Quotulatiousness

September 27, 2015

QotD: Duelling at German universities

Filed under: Europe, Germany, History — Tags: , , , — Nicholas @ 01:00

The Mensur has been described so often and so thoroughly that I do not intend to bore my readers with any detailed account of it. I merely come forward as an impressionist, and I write purposely the impression of my first Mensur, because I believe that first impressions are more true and useful than opinions blunted by intercourse, or shaped by influence.

[…]

Use blinds one to everything one does not wish to see. Every third German gentleman you meet in the street still bears, and will bear to his grave, marks of the twenty to a hundred duels he has fought in his student days. The German children play at the Mensur in the nursery, rehearse it in the gymnasium. The Germans have come to persuade themselves there is no brutality in it — nothing offensive, nothing degrading. Their argument is that it schools the German youth to coolness and courage. If this could be proved, the argument, particularly in a country where every man is a soldier, would be sufficiently one-sided. But is the virtue of the prize-fighter the virtue of the soldier? One doubts it. Nerve and dash are surely of more service in the field than a temperament of unreasoning indifference as to what is happening to one. As a matter of fact, the German student would have to be possessed of much more courage not to fight. He fights not to please himself, but to satisfy a public opinion that is two hundred years behind the times.

All the Mensur does is to brutalise him. There may be skill displayed — I am told there is, — but it is not apparent.

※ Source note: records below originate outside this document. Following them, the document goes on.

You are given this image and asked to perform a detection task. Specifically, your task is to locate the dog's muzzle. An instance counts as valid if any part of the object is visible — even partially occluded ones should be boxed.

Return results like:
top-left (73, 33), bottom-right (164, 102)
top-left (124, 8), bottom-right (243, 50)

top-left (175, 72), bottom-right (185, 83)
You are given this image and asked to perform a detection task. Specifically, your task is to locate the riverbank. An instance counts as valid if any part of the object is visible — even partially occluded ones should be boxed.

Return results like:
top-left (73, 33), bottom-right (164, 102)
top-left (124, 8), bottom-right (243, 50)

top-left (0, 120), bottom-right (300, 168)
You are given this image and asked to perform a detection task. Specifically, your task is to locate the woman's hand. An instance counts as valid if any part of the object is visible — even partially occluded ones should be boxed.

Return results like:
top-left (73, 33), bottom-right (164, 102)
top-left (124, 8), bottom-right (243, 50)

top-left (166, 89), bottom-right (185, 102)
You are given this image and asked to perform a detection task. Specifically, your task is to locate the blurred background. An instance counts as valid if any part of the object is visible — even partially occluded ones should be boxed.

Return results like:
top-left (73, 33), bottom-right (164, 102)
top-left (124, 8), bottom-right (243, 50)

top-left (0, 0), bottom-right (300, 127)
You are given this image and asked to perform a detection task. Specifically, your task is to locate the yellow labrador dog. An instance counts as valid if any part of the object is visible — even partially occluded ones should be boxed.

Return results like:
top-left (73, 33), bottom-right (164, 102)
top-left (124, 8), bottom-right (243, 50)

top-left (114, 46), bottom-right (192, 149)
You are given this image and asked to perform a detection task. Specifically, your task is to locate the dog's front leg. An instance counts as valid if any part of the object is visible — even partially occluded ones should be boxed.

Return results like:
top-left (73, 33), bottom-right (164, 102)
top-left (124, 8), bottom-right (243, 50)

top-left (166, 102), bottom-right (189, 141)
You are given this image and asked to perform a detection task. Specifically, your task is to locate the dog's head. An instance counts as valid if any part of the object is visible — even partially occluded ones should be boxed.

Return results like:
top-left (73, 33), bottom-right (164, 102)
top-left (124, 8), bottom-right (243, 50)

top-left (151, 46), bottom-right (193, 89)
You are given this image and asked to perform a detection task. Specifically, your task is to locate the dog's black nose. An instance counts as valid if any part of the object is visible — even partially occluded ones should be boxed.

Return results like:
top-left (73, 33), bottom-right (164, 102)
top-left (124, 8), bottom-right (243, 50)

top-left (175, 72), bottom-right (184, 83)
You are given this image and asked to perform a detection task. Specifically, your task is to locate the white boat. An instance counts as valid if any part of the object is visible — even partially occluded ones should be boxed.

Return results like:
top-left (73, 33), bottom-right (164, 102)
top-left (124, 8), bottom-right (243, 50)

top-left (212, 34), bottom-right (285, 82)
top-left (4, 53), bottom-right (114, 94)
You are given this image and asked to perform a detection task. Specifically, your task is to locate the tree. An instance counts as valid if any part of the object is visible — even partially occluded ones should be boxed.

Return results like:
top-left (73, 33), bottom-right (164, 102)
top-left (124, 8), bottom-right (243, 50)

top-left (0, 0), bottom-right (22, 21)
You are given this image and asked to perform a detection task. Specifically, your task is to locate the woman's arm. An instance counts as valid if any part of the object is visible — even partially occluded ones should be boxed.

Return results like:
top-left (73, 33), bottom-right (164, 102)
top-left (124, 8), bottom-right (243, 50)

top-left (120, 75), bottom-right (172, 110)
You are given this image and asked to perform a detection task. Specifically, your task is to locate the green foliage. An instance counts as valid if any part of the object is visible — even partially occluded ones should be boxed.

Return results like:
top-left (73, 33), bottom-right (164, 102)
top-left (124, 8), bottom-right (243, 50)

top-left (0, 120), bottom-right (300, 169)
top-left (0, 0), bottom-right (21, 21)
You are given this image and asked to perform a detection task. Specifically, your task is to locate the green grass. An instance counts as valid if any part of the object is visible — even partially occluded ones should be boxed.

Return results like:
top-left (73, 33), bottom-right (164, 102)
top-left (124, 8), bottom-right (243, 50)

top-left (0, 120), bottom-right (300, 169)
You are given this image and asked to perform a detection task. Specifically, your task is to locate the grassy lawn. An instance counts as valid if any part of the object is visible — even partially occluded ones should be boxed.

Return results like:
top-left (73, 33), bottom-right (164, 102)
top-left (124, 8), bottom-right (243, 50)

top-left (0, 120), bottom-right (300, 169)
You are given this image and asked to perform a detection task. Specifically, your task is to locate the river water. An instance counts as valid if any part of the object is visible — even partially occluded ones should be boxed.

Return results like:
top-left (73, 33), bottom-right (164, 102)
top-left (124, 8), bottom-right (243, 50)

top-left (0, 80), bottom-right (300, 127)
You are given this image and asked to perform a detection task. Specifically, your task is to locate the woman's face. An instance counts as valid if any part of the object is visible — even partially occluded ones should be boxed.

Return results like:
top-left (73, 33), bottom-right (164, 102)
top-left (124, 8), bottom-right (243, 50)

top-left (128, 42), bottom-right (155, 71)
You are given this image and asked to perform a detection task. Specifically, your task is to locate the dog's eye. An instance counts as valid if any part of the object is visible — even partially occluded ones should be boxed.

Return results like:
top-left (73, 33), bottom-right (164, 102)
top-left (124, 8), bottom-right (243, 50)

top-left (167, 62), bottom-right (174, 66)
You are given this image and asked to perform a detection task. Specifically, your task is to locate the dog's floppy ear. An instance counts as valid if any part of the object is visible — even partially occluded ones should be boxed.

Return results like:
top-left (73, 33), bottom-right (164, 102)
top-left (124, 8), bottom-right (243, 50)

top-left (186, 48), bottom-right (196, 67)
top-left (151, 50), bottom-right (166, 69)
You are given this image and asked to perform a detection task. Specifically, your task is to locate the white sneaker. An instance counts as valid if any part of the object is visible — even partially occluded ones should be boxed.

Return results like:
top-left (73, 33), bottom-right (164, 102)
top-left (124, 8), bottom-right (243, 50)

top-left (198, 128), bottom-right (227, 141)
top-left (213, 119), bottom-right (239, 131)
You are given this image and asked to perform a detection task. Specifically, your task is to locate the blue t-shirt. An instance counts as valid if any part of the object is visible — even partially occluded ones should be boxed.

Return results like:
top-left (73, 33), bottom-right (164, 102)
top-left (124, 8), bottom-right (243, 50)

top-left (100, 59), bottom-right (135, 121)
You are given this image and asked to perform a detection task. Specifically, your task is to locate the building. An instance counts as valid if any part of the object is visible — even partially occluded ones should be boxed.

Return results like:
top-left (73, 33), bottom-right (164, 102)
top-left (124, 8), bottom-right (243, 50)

The mere fighting is like nothing so much as a broadsword combat at a Richardson’s show; the display as a whole a successful attempt to combine the ludicrous with the unpleasant. In aristocratic Bonn, where style is considered, and in Heidelberg, where visitors from other nations are more common, the affair is perhaps more formal. I am told that there the contests take place in handsome rooms; that grey-haired doctors wait upon the wounded, and liveried servants upon the hungry, and that the affair is conducted throughout with a certain amount of picturesque ceremony. In the more essentially German Universities, where strangers are rare and not much encouraged, the simple essentials are the only things kept in view, and these are not of an inviting nature.

Indeed, so distinctly uninviting are they, that I strongly advise the sensitive reader to avoid even this description of them. The subject cannot be made pretty, and I do not intend to try.

The room is bare and sordid; its walls splashed with mixed stains of beer, blood, and candle-grease; its ceiling, smoky; its floor, sawdust covered. A crowd of students, laughing, smoking, talking, some sitting on the floor, others perched upon chairs and benches form the framework.

In the centre, facing one another, stand the combatants, resembling Japanese warriors, as made familiar to us by the Japanese tea-tray. Quaint and rigid, with their goggle-covered eyes, their necks tied up in comforters, their bodies smothered in what looks like dirty bed quilts, their padded arms stretched straight above their heads, they might be a pair of ungainly clockwork figures. The seconds, also more or less padded — their heads and faces protected by huge leather-peaked caps, — drag them out into their proper position. One almost listens to hear the sound of the castors. The umpire takes his place, the word is given, and immediately there follow five rapid clashes of the long straight swords. There is no interest in watching the fight: there is no movement, no skill, no grace (I am speaking of my own impressions.) The strongest man wins; the man who, with his heavily-padded arm, always in an unnatural position, can hold his huge clumsy sword longest without growing too weak to be able either to guard or to strike.

The whole interest is centred in watching the wounds. They come always in one of two places — on the top of the head or the left side of the face. Sometimes a portion of hairy scalp or section of cheek flies up into the air, to be carefully preserved in an envelope by its proud possessor, or, strictly speaking, its proud former possessor, and shown round on convivial evenings; and from every wound, of course, flows a plentiful stream of blood. It splashes doctors, seconds, and spectators; it sprinkles ceiling and walls; it saturates the fighters, and makes pools for itself in the sawdust. At the end of each round the doctors rush up, and with hands already dripping with blood press together the gaping wounds, dabbing them with little balls of wet cotton wool, which an attendant carries ready on a plate. Naturally, the moment the men stand up again and commence work, the blood gushes out again, half blinding them, and rendering the ground beneath them slippery. Now and then you see a man’s teeth laid bare almost to the ear, so that for the rest of the duel he appears to be grinning at one half of the spectators, his other side, remaining serious; and sometimes a man’s nose gets slit, which gives to him as he fights a singularly supercilious air.

As the object of each student is to go away from the University bearing as many scars as possible, I doubt if any particular pains are taken to guard, even to the small extent such method of fighting can allow. The real victor is he who comes out with the greatest number of wounds; he who then, stitched and patched almost to unrecognition as a human being, can promenade for the next month, the envy of the German youth, the admiration of the German maiden. He who obtains only a few unimportant wounds retires sulky and disappointed.

Jerome K. Jerome, Three Men on the Bummel, 1914.